So there are 2 habitable planets in the solar system X, and I took numbers from our solar system for example sake.
So in our solar system, approximately:
earth year is 365 earth days,
and Mars year is 687 earth days (or 668 mars days because they are longer).

So say if a person comes from earth to Mars, and that person is 22 years old (on earth) - then he would at the same time be only 11-12 MARS years old.

My question is - is it acceptable to refer/convert the age like that?
For example a dialogue:

"How old are you?"
"22"
"That'd be... let me think. 12 on Mars. You are almost twice as young as me."
(All the above implying that sex will happen between the two).

I wonder what you think about that.:cattail:
What do you think if we go reverse - a person saying he's 12, but that's equal to being adult because the years are longer. And the other person converts it to 22.

p.s. note that it's totally fine for me to leave this out. I was just thinking of possible lines of dialogue and found this problem - a planet further away from sun will have longer years.
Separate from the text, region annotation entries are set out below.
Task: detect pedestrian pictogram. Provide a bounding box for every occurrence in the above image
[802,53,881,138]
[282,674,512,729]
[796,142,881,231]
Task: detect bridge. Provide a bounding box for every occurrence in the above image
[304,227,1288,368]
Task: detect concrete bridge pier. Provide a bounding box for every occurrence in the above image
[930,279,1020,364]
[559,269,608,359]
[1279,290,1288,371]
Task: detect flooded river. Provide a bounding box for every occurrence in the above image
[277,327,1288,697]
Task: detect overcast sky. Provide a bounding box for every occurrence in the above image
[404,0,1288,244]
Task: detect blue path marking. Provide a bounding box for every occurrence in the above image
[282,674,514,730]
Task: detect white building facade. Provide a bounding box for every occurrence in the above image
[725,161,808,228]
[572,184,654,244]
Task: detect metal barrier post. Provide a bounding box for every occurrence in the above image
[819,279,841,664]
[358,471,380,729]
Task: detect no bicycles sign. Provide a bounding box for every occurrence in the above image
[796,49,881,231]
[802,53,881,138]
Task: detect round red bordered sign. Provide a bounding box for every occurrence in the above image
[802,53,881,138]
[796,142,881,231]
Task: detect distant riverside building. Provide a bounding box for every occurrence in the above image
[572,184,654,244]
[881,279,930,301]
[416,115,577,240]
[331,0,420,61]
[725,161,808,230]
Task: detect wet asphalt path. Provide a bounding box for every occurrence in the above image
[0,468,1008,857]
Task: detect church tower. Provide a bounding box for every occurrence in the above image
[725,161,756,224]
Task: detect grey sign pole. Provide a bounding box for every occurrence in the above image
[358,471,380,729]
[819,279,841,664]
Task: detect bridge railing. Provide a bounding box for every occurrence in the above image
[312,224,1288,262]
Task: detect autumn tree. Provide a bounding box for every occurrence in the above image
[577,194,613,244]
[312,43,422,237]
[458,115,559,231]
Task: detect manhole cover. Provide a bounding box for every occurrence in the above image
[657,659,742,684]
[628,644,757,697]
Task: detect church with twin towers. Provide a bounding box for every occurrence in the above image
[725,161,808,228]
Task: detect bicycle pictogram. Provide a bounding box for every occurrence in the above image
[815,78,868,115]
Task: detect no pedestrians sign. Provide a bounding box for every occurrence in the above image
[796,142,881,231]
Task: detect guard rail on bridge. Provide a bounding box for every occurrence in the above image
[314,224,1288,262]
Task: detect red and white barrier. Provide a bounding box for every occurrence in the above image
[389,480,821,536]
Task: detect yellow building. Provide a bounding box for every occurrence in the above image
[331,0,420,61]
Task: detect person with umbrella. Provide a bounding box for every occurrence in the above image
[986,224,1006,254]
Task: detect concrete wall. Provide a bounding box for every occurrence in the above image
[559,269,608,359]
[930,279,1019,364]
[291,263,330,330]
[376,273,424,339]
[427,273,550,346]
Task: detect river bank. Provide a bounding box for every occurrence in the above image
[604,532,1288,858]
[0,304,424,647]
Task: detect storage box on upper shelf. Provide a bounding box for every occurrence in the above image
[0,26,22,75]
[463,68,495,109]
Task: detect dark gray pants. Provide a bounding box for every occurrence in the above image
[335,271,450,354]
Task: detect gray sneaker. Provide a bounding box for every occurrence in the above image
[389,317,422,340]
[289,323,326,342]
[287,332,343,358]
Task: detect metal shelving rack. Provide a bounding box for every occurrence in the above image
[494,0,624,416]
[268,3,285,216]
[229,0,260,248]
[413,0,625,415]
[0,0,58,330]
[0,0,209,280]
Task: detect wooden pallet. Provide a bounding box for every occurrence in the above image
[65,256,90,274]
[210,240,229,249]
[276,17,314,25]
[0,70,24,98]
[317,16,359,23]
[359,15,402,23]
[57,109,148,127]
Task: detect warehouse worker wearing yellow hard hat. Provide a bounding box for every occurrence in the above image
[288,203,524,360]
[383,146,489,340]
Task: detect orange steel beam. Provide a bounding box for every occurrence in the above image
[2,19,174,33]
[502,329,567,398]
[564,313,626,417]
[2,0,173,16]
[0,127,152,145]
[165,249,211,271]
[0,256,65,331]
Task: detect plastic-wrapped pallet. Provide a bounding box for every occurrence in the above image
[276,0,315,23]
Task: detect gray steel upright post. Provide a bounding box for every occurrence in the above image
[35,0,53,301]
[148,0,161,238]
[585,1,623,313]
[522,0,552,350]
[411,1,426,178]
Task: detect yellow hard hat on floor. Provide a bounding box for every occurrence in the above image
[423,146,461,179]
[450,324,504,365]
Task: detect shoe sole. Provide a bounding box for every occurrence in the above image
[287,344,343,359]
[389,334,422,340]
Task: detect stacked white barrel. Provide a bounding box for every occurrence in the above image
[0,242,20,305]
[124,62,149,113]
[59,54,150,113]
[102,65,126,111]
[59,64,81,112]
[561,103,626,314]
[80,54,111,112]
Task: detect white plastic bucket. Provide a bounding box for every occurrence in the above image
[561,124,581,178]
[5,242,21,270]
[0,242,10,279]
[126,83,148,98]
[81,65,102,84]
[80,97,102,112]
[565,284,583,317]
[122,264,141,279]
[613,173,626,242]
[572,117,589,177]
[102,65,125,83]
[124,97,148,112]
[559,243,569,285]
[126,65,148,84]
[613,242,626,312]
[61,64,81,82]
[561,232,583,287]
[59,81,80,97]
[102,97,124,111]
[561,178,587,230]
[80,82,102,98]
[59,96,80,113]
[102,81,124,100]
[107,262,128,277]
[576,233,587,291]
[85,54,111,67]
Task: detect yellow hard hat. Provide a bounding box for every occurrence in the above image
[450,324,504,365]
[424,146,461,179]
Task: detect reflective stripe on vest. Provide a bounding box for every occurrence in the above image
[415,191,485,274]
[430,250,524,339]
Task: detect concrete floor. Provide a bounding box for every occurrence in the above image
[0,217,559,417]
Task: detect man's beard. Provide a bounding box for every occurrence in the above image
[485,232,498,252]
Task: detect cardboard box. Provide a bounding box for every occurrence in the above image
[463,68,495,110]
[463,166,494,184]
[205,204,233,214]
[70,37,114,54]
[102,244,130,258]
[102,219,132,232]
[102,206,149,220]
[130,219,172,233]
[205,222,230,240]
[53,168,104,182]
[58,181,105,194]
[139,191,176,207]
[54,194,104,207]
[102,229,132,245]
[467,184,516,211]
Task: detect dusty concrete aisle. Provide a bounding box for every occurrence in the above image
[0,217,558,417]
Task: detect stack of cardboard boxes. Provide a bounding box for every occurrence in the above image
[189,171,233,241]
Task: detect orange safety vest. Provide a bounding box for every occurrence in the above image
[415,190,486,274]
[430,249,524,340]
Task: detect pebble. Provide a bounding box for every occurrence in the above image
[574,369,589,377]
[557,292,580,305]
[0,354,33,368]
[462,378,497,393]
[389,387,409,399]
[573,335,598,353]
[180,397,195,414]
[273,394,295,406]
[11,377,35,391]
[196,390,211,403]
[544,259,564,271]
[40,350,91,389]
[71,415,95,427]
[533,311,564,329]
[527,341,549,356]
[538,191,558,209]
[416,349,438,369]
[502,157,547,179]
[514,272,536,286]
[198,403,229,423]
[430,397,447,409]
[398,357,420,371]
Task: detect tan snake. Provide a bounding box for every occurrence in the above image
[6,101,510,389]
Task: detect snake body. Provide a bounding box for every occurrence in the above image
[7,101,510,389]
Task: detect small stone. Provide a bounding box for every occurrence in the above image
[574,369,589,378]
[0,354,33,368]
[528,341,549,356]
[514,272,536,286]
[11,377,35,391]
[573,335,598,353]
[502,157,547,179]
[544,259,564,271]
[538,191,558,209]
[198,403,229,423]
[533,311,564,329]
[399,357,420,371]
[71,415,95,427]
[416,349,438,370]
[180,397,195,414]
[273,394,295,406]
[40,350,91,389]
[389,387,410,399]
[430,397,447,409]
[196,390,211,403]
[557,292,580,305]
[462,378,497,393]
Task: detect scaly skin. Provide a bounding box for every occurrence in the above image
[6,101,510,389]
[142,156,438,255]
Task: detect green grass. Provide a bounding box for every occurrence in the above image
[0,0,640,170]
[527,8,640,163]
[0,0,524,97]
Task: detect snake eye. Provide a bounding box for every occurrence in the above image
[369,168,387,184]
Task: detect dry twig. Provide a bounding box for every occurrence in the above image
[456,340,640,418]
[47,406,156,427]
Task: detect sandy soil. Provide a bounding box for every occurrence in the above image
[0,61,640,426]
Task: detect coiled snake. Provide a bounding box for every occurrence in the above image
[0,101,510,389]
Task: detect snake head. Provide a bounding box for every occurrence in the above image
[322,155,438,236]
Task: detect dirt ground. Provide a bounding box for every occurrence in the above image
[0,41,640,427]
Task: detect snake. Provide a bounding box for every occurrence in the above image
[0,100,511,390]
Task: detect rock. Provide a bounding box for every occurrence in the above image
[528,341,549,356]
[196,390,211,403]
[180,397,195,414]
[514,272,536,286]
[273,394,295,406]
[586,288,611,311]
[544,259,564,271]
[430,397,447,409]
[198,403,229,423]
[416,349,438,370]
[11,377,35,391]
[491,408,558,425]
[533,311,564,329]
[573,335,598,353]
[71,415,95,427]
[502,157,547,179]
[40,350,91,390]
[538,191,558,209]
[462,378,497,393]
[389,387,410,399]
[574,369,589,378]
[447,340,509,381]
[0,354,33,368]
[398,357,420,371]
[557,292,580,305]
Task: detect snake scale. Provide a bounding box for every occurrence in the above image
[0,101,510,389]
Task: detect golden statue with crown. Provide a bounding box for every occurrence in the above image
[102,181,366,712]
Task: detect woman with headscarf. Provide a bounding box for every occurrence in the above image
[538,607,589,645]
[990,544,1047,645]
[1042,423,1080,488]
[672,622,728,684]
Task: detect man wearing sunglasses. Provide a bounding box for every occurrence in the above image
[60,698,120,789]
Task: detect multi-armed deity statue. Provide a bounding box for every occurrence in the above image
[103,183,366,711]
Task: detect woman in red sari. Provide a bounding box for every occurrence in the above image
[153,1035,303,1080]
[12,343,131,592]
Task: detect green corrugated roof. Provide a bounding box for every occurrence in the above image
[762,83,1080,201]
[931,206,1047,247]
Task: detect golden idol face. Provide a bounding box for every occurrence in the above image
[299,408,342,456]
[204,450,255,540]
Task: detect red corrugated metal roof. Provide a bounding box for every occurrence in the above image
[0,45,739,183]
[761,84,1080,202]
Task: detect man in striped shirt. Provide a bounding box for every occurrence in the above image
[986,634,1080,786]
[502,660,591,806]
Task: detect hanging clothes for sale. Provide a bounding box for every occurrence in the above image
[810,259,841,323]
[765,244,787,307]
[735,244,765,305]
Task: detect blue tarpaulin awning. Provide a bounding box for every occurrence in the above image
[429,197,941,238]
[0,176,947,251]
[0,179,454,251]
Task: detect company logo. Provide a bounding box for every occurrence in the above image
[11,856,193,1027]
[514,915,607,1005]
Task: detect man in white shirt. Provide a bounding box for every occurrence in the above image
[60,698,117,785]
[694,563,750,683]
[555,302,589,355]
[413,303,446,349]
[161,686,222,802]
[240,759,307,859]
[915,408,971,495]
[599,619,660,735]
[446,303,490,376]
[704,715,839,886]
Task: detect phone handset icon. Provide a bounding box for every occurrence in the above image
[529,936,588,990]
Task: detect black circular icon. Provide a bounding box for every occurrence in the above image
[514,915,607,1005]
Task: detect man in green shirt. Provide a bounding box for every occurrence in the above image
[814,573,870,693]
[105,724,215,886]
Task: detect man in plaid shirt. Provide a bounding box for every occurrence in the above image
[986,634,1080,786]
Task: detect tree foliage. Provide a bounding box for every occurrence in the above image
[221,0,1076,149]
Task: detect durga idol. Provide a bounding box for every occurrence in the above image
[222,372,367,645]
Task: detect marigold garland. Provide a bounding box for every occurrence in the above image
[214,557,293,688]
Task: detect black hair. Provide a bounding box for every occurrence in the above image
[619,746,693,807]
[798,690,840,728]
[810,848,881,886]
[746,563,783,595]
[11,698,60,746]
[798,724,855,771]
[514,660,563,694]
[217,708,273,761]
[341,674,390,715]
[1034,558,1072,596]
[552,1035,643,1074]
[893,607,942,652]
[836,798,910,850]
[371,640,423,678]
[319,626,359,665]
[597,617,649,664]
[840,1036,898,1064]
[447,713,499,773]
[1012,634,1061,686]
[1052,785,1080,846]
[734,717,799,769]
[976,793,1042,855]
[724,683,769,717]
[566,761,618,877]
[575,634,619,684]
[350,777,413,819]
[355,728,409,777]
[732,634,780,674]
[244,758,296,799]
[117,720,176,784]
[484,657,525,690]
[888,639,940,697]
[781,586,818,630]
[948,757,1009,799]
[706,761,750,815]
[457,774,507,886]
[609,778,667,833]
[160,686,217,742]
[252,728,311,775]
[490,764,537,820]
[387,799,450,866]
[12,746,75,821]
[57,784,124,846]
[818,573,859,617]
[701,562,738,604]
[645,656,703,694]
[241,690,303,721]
It's going to look like an attempt at getting round the '18 & over' rule on this site; explicitly referring to someone's age as being much younger than the site allows "but on another planet, so it doesn't count' is still a weasel way of writing underage, which is what people are going to assume is your real intent. Look at the 'Twilight' sagas; the main vampire character is a thousand years old, or more, yet looks like a young teenage boy, so, by the rules of the site, writing sex scenes as fan-fic with Edward and Bella is going to violate the '18 & over' rule because they appear to be young adolescents, even if the storyline depicts them as much older. Stick to eighteen as your baseline age, wherever your protagonists are from, and you'll be spared this debate.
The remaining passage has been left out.